According to a new study by the University of Chicago and Yale Medicine, people living in countries that restrict trans-fatty acids had fewer hospitalizations for heart attack or stroke compared to people in counties without those restrictions.
The study, which used data from the state department of health between 2002 and 2013, focused on residents of New York in counties with and without restaurant trans fat bans. Within three years, fewer hospitalizations for the conditions were reported in places that enacted the bans.
What is a Trans Fat?
Trans-fatty acids are commonly found in fried foods and baked goods. Potato chips, fried chicken and cake are all typically high in trans fats. Trans fats raise your “bad” cholesterol levels (LDL) as well as lower your “good” cholesterol levels (HDL), increasing your risk of cardiovascular disease and diabetes. A simple way to avoid trans-fatty acids is to cook nutritious foods at home.
Partially-hydrogenated vegetable oils are the primary dietary source for trans fats in processed foods. These oils are created in an industrial process that adds hydrogen to liquid vegetable oils to make them easier to store and transport.

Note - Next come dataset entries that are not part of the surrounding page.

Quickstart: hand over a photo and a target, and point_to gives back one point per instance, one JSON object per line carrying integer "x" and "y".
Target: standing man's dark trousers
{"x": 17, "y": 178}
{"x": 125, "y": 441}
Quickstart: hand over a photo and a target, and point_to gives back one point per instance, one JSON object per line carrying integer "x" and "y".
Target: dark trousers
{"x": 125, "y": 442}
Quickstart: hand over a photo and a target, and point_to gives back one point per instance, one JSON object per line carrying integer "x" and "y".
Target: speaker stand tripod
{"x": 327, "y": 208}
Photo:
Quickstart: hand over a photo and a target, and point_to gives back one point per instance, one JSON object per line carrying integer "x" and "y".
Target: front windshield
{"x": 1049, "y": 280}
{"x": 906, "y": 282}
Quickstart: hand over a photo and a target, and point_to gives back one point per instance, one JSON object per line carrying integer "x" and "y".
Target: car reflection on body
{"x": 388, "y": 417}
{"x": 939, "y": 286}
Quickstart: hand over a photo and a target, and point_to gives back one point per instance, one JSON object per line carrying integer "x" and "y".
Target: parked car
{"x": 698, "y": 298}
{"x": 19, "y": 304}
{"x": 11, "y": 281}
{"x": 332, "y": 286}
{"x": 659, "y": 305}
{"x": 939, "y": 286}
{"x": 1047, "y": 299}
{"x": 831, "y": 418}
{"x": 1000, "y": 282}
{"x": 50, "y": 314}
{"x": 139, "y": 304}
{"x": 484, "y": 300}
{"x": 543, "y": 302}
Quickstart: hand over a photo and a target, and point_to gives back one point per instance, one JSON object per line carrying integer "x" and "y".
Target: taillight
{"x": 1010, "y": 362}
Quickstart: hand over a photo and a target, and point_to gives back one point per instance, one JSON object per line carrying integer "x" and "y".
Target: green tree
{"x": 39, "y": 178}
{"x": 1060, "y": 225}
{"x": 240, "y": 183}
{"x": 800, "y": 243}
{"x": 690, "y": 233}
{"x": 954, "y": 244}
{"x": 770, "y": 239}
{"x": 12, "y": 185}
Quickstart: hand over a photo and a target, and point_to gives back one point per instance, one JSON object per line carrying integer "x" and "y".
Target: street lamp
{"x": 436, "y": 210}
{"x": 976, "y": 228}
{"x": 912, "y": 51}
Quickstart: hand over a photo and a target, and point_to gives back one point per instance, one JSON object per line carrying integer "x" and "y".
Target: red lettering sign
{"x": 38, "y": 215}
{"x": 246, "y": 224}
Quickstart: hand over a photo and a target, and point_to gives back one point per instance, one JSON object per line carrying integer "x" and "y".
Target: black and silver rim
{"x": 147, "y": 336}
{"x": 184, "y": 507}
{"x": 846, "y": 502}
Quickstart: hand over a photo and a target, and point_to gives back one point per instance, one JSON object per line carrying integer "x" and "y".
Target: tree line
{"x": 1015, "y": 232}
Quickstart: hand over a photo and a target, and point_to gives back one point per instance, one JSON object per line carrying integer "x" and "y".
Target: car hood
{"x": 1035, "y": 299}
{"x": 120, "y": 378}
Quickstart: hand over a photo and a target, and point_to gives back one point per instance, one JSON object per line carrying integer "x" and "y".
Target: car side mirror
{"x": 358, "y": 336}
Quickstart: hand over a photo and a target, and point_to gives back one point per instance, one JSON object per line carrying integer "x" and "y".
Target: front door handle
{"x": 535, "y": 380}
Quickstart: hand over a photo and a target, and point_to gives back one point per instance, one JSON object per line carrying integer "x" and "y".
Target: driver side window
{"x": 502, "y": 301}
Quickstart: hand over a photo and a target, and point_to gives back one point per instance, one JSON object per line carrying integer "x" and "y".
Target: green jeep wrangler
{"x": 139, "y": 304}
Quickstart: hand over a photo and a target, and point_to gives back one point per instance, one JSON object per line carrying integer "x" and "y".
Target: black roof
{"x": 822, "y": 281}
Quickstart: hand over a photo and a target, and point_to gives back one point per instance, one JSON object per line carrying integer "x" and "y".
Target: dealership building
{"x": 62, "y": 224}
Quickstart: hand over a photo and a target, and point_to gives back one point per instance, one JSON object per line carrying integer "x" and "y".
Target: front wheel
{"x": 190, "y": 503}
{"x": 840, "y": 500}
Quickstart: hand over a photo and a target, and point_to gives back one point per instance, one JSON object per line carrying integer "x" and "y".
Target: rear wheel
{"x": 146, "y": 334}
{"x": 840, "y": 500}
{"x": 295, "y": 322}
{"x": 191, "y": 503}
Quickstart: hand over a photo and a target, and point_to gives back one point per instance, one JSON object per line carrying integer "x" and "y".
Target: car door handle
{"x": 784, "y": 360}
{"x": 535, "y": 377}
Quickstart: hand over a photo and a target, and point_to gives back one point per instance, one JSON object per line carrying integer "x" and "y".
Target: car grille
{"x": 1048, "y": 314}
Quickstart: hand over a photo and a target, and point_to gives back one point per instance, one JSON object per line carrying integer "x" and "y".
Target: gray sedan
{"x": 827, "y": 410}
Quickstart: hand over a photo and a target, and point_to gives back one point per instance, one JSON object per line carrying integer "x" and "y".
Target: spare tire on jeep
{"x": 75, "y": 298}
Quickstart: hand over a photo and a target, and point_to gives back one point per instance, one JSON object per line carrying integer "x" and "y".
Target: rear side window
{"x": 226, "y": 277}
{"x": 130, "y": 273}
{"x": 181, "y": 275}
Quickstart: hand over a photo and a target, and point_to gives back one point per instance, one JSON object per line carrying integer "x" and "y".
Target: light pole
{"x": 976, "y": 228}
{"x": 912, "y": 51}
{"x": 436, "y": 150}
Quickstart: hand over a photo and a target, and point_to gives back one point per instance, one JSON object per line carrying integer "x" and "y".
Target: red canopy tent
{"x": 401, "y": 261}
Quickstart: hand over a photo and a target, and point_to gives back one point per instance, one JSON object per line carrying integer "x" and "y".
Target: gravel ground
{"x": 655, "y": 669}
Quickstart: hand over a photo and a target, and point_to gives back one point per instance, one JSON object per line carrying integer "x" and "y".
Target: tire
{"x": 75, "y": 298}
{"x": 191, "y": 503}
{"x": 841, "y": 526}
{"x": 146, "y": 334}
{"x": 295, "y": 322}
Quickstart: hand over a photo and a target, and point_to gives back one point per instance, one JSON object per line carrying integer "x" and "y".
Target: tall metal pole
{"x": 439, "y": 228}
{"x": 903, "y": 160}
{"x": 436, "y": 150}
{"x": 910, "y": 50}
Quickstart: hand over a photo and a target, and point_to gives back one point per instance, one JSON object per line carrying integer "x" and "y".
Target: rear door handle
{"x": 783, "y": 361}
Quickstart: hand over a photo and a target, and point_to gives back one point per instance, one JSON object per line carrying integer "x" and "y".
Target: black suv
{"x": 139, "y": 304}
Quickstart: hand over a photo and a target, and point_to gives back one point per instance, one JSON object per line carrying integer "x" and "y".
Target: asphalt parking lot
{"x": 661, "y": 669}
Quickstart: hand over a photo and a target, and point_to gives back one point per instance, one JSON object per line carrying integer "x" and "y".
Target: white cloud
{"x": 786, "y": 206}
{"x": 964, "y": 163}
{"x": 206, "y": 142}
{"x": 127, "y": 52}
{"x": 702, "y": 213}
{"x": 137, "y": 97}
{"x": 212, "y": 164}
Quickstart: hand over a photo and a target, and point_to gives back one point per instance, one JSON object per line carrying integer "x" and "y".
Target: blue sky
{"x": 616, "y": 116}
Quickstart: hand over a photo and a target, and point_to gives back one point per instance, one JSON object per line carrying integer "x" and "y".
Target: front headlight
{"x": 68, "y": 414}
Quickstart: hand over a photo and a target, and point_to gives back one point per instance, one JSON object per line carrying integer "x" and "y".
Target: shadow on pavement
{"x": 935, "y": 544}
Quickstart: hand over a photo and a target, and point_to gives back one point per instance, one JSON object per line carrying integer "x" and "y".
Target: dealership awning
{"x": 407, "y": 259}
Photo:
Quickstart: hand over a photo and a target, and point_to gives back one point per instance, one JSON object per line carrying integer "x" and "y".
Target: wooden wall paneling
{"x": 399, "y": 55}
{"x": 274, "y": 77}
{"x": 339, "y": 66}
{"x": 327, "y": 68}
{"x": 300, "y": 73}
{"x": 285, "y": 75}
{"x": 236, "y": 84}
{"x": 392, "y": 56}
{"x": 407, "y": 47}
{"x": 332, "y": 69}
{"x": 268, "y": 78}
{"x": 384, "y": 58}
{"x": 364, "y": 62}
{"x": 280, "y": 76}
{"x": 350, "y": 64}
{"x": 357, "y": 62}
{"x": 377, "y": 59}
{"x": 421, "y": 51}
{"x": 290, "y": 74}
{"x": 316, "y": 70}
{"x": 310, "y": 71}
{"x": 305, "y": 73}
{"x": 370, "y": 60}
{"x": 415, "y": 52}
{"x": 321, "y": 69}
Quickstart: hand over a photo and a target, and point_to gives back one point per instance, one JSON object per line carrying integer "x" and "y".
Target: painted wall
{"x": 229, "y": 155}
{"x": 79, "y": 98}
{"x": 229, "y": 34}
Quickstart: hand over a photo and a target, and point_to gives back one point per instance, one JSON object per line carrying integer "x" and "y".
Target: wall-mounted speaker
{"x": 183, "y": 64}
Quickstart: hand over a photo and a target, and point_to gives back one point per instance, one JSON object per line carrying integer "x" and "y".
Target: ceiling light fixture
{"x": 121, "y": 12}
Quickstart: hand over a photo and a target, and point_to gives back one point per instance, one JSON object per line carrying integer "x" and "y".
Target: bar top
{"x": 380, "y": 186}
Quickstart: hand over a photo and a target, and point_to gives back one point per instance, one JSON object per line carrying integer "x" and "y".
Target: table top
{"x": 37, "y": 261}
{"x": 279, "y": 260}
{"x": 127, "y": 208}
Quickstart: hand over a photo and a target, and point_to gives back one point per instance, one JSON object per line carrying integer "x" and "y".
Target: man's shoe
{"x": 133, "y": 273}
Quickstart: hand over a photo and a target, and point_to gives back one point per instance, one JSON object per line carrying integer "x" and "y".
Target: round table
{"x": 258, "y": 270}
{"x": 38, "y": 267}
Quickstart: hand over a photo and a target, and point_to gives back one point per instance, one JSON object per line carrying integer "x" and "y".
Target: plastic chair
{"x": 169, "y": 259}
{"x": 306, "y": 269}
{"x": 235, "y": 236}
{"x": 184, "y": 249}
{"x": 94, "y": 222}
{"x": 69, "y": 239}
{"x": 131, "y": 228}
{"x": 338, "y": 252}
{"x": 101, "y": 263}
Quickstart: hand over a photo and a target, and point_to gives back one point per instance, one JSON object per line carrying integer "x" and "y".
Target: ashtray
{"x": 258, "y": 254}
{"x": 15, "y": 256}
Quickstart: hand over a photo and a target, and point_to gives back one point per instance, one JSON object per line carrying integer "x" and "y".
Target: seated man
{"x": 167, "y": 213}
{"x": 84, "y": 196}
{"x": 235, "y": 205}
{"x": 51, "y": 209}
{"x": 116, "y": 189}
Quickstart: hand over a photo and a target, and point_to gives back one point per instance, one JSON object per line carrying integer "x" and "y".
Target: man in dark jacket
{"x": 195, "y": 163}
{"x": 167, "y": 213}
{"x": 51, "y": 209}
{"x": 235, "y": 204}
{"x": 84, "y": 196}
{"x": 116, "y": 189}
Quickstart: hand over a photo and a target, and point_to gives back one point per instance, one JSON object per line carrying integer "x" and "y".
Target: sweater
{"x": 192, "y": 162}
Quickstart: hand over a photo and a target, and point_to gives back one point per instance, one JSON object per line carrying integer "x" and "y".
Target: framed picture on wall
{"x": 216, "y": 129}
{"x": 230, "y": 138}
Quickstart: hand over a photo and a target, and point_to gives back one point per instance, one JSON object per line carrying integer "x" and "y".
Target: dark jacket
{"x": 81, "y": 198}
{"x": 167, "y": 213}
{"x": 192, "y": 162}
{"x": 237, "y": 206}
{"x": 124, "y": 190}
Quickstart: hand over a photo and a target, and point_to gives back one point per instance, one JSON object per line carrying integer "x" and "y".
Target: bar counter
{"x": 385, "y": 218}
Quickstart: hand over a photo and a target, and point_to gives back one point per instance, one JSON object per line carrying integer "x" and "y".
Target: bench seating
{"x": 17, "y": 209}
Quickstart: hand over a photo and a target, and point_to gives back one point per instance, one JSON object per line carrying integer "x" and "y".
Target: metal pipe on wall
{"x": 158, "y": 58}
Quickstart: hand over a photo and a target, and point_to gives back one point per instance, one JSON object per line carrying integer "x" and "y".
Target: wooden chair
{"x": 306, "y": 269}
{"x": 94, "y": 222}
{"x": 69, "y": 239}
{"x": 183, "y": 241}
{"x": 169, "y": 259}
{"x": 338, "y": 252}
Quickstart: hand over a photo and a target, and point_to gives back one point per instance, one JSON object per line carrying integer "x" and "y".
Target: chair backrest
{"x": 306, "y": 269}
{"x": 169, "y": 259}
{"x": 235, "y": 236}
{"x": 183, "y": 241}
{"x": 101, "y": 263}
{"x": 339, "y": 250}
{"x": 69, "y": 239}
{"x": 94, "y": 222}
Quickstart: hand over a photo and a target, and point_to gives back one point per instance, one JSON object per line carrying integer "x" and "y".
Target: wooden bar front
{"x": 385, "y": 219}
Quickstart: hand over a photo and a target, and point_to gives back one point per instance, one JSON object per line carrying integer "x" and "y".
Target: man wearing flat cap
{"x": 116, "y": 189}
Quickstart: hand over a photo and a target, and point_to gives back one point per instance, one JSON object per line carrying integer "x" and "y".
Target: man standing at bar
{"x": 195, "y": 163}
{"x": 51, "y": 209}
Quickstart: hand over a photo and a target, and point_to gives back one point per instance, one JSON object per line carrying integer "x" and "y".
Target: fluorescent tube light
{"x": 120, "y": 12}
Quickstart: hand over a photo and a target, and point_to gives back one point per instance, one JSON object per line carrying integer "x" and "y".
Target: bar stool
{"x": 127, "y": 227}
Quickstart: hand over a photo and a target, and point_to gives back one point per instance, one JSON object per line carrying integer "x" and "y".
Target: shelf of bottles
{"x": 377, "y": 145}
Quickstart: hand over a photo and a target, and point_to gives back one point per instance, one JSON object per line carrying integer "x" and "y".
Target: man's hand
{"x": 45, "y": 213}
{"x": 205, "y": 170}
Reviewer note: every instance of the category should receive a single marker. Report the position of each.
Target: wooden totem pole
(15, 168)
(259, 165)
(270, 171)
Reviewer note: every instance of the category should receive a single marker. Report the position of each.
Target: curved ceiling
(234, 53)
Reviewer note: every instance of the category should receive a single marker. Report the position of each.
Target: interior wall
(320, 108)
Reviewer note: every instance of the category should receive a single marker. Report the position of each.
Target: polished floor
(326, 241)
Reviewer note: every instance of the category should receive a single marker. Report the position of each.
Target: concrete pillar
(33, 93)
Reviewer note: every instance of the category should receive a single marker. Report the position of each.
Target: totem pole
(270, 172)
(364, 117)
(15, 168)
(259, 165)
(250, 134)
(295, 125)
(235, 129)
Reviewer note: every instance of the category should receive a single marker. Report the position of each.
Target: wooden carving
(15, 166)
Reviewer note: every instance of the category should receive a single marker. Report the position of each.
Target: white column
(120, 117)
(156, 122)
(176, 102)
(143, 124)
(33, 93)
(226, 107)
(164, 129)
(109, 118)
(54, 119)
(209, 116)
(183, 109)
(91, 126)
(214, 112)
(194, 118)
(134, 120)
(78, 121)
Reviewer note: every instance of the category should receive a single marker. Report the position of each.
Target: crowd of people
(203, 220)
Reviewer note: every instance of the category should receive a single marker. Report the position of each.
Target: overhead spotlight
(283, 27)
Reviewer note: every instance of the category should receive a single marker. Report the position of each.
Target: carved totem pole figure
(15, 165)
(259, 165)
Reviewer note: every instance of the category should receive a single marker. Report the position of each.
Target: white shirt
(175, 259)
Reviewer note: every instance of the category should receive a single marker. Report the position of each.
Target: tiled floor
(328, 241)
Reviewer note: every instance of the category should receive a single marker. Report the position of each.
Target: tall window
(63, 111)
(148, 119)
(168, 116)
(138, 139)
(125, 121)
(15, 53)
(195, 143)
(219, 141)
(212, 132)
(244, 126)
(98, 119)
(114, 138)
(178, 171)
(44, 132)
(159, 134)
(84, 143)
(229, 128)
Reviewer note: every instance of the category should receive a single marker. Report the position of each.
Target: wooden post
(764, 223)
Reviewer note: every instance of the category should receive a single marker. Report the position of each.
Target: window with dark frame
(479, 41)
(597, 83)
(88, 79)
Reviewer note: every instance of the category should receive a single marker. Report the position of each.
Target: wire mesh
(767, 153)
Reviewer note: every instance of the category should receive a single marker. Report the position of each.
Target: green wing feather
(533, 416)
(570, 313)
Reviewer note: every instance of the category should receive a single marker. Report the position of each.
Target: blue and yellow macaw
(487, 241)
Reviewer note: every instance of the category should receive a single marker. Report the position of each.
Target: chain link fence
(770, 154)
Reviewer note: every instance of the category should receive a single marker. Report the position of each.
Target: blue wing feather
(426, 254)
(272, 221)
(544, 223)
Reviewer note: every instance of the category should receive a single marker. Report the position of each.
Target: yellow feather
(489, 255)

How Could a Trans Fat Ban Help?
The study researchers found that the combined heart attack and stroke rate of residents of areas with a ban on trans-fatty acids in restaurant declined 6.2 percent. Lead author Eric Brandt, MD, of the Yale School of Medicine said the study highlights the power of public policy to impact the cardiovascular health of a population. That means happier visits to your primary care physician (PCP).
Because of the prevalence of deep-fried food in restaurants, some cities and counties have opted to ban the use of partially-hydrogenated vegetable oils in restaurants. This is seen by PCP doctors as lowering the population’s overall consumption of trans fats, though they still may be present in other foods.